We HSPs know, however, that "normal" can be in the eyes of the beholder. HSPs and HSCs can seem strange and even dysfunctional to non-HSPs–always a problem when a non-HSP is making a diagnosis.

The term Sensory Processing Disorder (SPD) was first applied to children, but now it is used to describe certain adults as well. It was discovered by occupational therapists working with children. They noticed that certain individuals have unusual difficulties due to being too sensitive or not sensitive enough in various sense modalities, or having poor balance and coordination. To help these children, occupational therapists use a variety of one-on-one treatments plus various equipment.

You can learn about SPD on many websites from different sources. If you go to an "official" site you will find the symptom checklists. You are going to see considerable overlap with what I would call normal sensitivity. This has led to some skepticism about SPD, some likening it to the "new ADHD," and you can find this on the web too.
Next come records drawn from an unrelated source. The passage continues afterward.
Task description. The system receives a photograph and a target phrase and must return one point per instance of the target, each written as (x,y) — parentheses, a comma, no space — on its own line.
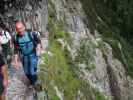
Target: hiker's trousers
(1,85)
(30,63)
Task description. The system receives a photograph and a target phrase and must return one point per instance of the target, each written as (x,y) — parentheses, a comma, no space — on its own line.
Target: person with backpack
(26,44)
(3,78)
(6,43)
Still, also on the checklist are behaviors that are obvious red flags about a child's development, such as not rolling over by 7 months or not walking by 18 months and these would need more evaluation.

If I were seeking such an evaluation, one that might lead to a serious diagnosis and costly treatment, I would want it done by someone with years of experience observing both normal behavior and its normal temperament-related variations, as well as a vast experience in recognizing non-normal development of all types and evaluating both its possible innate and environmental contributors. I would not have a diagnosis made by someone working within one specialty, whether that be ADHD, autism spectrum disorders, or SPD. This is true for myself as well. I do not evaluate children overall because my natural bias and lack of broader experience could easily cause me to miss a problem in a child, thinking it was only due to normal sensitivity.
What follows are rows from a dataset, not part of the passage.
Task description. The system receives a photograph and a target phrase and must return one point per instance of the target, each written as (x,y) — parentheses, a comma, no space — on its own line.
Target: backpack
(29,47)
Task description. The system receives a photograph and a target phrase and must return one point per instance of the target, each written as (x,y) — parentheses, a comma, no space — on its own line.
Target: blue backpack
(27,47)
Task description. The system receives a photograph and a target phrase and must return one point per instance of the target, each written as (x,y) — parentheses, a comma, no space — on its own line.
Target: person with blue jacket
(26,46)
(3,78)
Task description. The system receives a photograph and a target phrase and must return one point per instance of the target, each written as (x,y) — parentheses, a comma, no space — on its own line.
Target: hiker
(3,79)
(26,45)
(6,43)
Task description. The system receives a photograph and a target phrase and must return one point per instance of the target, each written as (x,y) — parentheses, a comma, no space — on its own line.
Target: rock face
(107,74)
As for treatment, I have heard many parents rave about what occupational therapists have done for their child after he or she was diagnosed with SPD. Still, before sinking money into it, I would ask to see studies on its usefulness that were done by researchers not in any way associated with its treatment. These studies should have had a control group in which children received equal amounts of individual attention by a caring adult, but one who was not familiar with SPD and not using any special methods. There may well be such well-controlled research, but I have not reviewed the scientific literature on it so I cannot say.
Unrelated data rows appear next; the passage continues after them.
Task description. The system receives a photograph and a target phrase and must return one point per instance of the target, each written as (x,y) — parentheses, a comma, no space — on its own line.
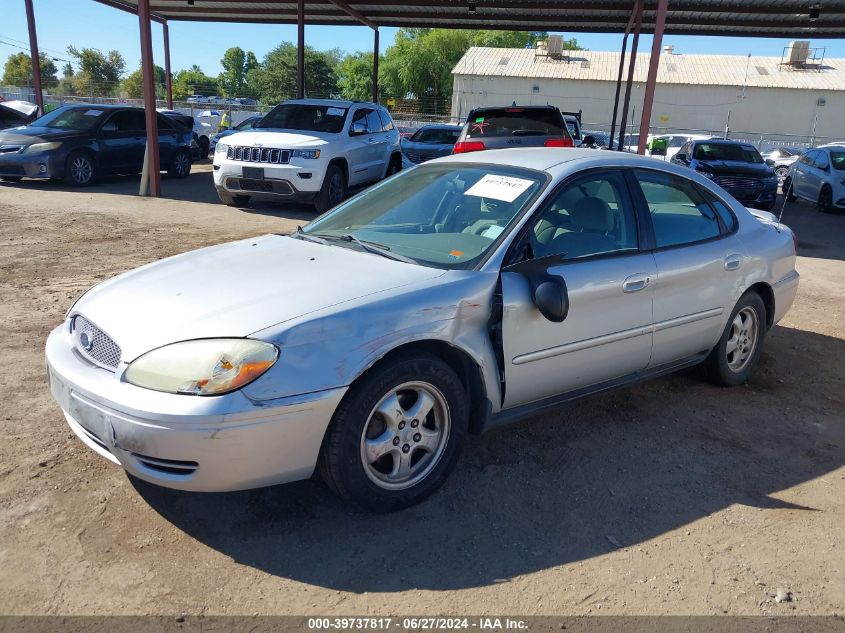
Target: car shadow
(609,471)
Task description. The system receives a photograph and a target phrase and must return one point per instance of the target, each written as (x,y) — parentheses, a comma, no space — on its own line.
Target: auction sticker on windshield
(505,188)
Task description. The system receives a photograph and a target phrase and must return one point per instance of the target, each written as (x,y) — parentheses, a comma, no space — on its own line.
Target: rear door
(699,264)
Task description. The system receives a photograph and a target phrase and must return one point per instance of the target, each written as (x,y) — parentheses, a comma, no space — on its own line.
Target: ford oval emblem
(87,341)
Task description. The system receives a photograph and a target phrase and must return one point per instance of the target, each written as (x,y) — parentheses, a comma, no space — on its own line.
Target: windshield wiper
(378,249)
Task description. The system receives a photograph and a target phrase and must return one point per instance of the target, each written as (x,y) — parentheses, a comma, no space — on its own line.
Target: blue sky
(85,23)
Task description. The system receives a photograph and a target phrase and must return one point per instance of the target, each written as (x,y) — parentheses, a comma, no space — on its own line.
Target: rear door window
(503,122)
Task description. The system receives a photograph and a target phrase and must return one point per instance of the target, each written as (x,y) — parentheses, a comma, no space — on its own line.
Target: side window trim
(644,210)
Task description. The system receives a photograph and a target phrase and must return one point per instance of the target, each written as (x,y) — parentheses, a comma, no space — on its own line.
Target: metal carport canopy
(757,18)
There is a well funded SPD foundation, and part of its purpose is to educate the public and professionals about SPD. Part of that effort is to advocate with the American Psychiatric Association to make SPD a disorder in the next, fifth, Diagnostic and Statistical Manual, the official manual used for all medical diagnoses involving in any way mental health. This will mean medical insurance will cover its treatment, allowing a great expansion of this occupational therapy specialty and many more children to be treated. Those lobbying for this are almost certainly doing so in all good faith and in the best interest of children. But while it may be best for some children, we who deal with HSCs may find they are being given a DSM diagnosis simply because the diagnosis exists and includes some behaviors HSPs exhibit. It may be forgotten at times that these are normal and highly functional for those having this particular temperament variation. So it will be one more thing for parents of HSCs to deal with. Indeed, since the diagnosis has been expanded to adults, all of us may hear more about it.